After I had my first baby, every “Congratulations” was followed by “Sleep when the baby sleeps.”
I heard horror stories of babies who stayed up all night from mothers who told me a little Benedryl never hurt anyone. To this day, I am not sure who was actually supposed to take the Benadryl.
After having a few children, I figured out how to survive bedtime.
1. Full Bellies = Sound Sleepers
Sleep came easily for my newborns. They were pretty content at night. With the bassinet close by, I was available for a drowsy all-night smorgasbord.
When they were old enough, a little solid food for dinner paired by a warm bottle of milk ensured a long stretch before waking. I always considered it a win, if they slept for at least 5 hours at a time. Then, there were the mornings when I woke up in a panic because they slept straight through till morning. That was the goal, right? Still, I would creep into their room and count the rise and fall of their chest before climbing back into my bed. Wouldn’t you know, as soon as my head hit the pillow, they’d be awake.
2. Tire Them Out
Once my kids became mobile, sleep was a different story. My toddlers were always a challenge both at naptime and at bedtime. My little stunt people in training thought nothing of
climbing jumping out of their cribs. I felt so accomplished when they went to sleep without a fight. I spent many a night guarding the bedroom door by the light of my tablet.

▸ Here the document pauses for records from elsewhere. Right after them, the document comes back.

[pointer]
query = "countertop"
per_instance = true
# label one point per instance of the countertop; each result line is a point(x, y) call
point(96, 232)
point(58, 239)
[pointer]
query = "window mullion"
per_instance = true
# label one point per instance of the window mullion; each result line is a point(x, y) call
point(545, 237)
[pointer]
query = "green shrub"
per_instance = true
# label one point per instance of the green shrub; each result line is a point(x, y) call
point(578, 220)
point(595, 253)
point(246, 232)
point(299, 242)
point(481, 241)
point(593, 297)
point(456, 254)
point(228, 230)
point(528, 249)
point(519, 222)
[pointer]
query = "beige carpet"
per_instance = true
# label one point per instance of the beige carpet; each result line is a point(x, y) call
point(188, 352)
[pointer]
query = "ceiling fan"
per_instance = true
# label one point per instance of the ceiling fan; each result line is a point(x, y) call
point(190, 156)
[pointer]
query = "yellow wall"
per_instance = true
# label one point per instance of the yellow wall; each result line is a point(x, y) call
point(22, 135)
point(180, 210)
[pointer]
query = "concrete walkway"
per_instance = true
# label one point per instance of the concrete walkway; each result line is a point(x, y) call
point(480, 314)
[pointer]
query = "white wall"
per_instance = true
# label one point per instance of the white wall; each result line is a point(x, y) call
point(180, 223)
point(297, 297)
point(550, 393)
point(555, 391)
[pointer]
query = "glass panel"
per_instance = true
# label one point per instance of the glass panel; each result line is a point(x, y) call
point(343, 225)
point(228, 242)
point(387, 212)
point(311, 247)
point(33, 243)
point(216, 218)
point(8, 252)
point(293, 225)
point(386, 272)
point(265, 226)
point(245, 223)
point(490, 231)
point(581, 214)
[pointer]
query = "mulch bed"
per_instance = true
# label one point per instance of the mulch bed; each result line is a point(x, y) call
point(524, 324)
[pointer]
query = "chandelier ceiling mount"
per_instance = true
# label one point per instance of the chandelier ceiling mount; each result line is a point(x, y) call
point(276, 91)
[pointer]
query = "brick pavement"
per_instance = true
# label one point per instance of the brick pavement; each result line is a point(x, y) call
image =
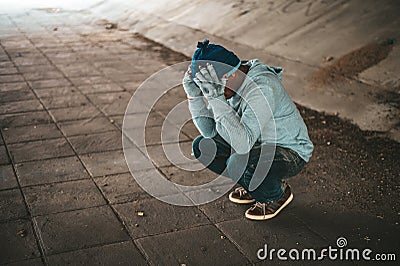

A few hours at the park or a walk around the neighborhood was usually enough to tire them out sufficiently. If not, their crib acrobatics would eventually do the trick. A few flips and forward rolls and they would be out for the night.
Room darkening curtains are a lifesaver, but when all else fails, lie. I couldn’t wait until Daylight Savings Time ended. Once it was dark, I could convince my kids it was time for bed, well, until they learned how to tell time. I thought about keeping the clocks turned forward all winter, but they were bound to catch on eventually.
4. Keep Your Sense of Humor
I lived for naptime. I would proclaim, “Happy nap!” as I danced the children off to their respective rooms.
I do recall the baby’s room had a faint scent of urine that I just couldn’t find the source of.
One afternoon, I heard my preschool son’s door open. Instead of going to the bathroom where I expected him to be headed, he was walking towards the baby’s room. In a split second, I was on my feet. I didn’t want him to wake the baby. A silent scream escaped from my lips as I ran down the hall, but he was nowhere to be seen.
Quietly, I opened the door to check on the baby when I noticed my son standing in front of the closet. He opened the door stepped inside and peed all over the floor. He was still asleep as I ushered him back to his room.
I finally figured out where the smell was coming from.